Use the old peak tracking algorithm in streaming data processing

The package also offers the infrastructure for the streaming data processing old way, where the peaks are tracked on each image in the series of the exposures and the peaks will be linked in the final. The crystal maps are generated by filling the peak intensity in the zero background.

Here, we show an example to process the streaming data. The streaming data is obtained from the database and we will use databroker as the interface to the database. In real use cases, the data will be from the RunEngine.

Take a look at the raw data

First, we take a look at what our data is like. This is a grid scan on a crystal rod. At each pixel in the grid, there are multiple frames of diffraction images.

uid = UID["uid"][0]
run = DB[uid]
dask_array = run.xarray_dask()
dask_array.attrs = dict(run.start)

Here, we plot the spatial distribution of the total intensity. The upper part of the rod is made up by multiple crystalline domains while the lower part is full of powder.

stats1 = reshape(dask_array, "dexela_stats1_total")
plot_real_aspect(stats1);
_images/process_streaming_data_6_0.png

We select a image taken at the empty space. The image only contains dark current and air scattering. We will use this to subtract all other images in this scan.

image = dask_array["dexela_image"][4523].compute().mean(axis=0)
plot_real_aspect(image);
_images/process_streaming_data_8_0.png

Use callbacks to process the event stream

Here, we use the callbacks to process the data in a stream. The frames will be first go into the ImageProcessor. The frames will be averaged and subtracted by the subtrahend. Because diffraction image is non-negative, the negative pixels will be filled with zero. Then, the results will be sent to PeakTracker. It will find the Bragg peaks on the images and output each peak as a single event. The data will be dumped to DB2. During this process, TrackLinker will monitor the events. If all peaks have been found in all images, it will start linking the peaks and output where the same Bragg peak is on a series of images. The results will also be recorded in the database.

The argument dexela_image is the name of the data key of the data in the event stream. diameter=15, percentile=80, separation=100 are the key words for the trackpy.locate. search_range=50 is the key word for the trackpy.link. Please see the documents of trackpy for more information.

Here, the BestEffortCallback is used to print out the status of ImageProcessor. It is optional and does nothing to the data.

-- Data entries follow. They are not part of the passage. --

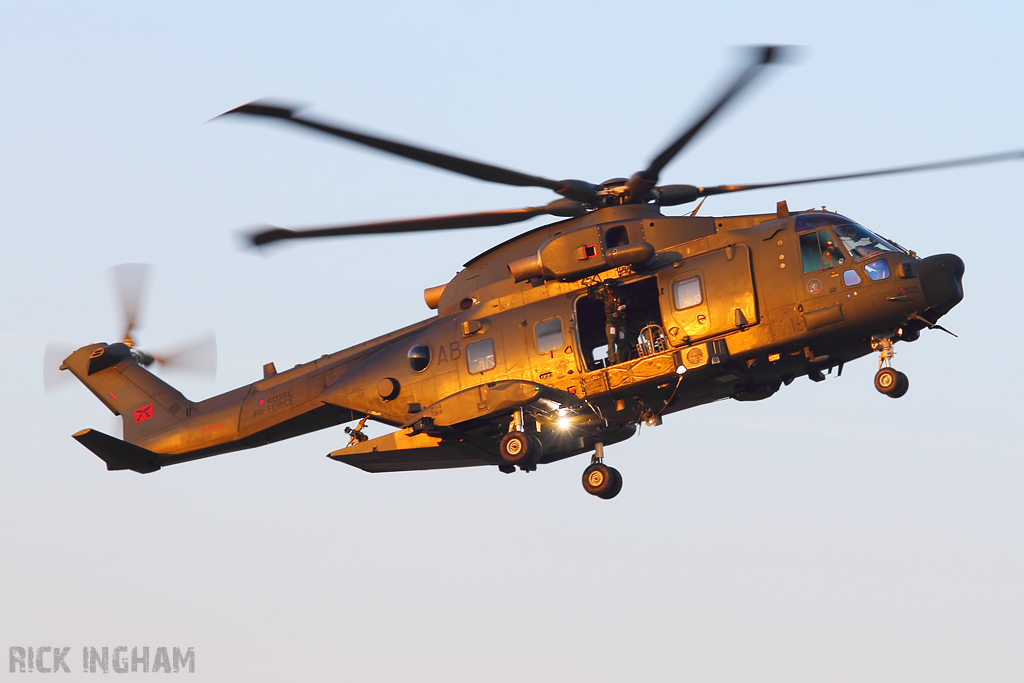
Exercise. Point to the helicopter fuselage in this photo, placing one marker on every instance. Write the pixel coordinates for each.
(721, 307)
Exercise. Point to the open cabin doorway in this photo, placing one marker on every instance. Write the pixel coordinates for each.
(616, 323)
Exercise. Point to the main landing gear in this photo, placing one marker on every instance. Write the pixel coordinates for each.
(519, 449)
(599, 479)
(888, 381)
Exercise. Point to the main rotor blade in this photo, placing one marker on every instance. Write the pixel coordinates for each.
(129, 282)
(565, 208)
(968, 161)
(643, 181)
(577, 189)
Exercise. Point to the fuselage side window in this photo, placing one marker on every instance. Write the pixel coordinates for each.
(549, 335)
(480, 356)
(686, 293)
(419, 357)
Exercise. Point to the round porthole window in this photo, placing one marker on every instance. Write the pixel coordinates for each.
(419, 357)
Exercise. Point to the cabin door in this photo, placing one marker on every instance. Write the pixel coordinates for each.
(709, 295)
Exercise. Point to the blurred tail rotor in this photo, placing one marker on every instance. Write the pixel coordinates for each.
(130, 281)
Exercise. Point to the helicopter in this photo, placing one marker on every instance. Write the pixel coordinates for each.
(562, 340)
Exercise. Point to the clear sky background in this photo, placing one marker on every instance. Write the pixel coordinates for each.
(827, 534)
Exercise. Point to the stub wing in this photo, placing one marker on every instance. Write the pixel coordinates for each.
(399, 452)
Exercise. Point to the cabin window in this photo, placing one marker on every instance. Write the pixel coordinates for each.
(549, 335)
(878, 269)
(819, 251)
(686, 293)
(615, 236)
(480, 356)
(419, 357)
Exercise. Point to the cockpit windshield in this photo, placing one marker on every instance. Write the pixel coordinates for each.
(861, 243)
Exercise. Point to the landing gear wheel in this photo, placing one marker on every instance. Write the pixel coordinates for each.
(902, 385)
(616, 485)
(520, 449)
(601, 480)
(887, 381)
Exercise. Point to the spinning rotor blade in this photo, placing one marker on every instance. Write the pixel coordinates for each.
(564, 208)
(577, 189)
(643, 181)
(129, 282)
(682, 194)
(199, 355)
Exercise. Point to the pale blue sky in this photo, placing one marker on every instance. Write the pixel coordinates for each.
(827, 534)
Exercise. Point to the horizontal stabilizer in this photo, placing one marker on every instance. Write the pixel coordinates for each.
(117, 454)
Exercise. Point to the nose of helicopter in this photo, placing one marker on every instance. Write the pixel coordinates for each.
(941, 282)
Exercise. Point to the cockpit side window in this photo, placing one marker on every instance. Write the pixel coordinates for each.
(819, 251)
(861, 243)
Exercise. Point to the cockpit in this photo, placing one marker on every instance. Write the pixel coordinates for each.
(858, 242)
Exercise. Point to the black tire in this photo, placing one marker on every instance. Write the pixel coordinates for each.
(908, 334)
(887, 381)
(902, 386)
(517, 449)
(598, 479)
(616, 484)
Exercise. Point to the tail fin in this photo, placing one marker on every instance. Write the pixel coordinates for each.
(146, 403)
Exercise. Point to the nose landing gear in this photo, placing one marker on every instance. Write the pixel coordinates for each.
(888, 381)
(599, 479)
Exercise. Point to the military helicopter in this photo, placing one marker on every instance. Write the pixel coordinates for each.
(563, 339)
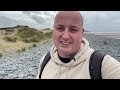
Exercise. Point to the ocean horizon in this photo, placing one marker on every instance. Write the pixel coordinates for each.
(115, 35)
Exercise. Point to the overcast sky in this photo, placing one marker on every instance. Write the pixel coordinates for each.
(93, 20)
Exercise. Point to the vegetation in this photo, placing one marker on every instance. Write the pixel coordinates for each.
(23, 38)
(0, 54)
(10, 39)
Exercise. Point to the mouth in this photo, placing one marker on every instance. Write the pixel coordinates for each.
(65, 43)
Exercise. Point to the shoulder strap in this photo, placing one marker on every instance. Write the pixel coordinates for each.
(95, 65)
(45, 61)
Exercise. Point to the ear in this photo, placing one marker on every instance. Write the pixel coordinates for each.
(82, 30)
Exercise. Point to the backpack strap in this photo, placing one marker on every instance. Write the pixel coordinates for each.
(45, 61)
(95, 65)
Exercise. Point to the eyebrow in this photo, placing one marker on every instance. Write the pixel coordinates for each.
(60, 25)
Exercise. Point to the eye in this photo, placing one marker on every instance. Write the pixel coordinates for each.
(60, 28)
(73, 30)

ip = ImageProcessor("dexela_image", subtrahend=image)
pt = PeakTracker("dexela_image", diameter=15, percentile=80, separation=100)
tl = TrackLinker(db=DB2, search_range=50)
bec = BestEffortCallback()
bec.disable_plots()
tl.subscribe(DB2.insert)
pt.subscribe(tl)
pt.subscribe(DB2.insert)
ip.subscribe(pt)
ip.subscribe(bec);

We pipe the data from our database to this callback function.

with Filler(
    handler_registry=dict(DB.reg.handler_reg),
    inplace=True,
    root_map=DB.reg.root_map
) as filler:
    for name, doc in run.documents(fill=False):
        filler(name, doc)
        ip(name, doc)

Use servers to process the real time event stream

We are basically replaying the data processing procedure in the last section. In this section, we will learn how the data is processed at the beamline in “real time”. We need to setup a server that wraps the callback function in last section. An example script is show here.

!cat server.py
import numpy as np
from databroker import Broker
from bluesky.callbacks.best_effort import BestEffortCallback
from crystalmapping.callbacks import ImageProcessor, PeakTrackor, TrackLinker
from bluesky.callbacks.zmq import RemoteDispatcher

# load the image to use
image = np.load("./data/PARAMID-2_background_1.npy", allow_pickle=True)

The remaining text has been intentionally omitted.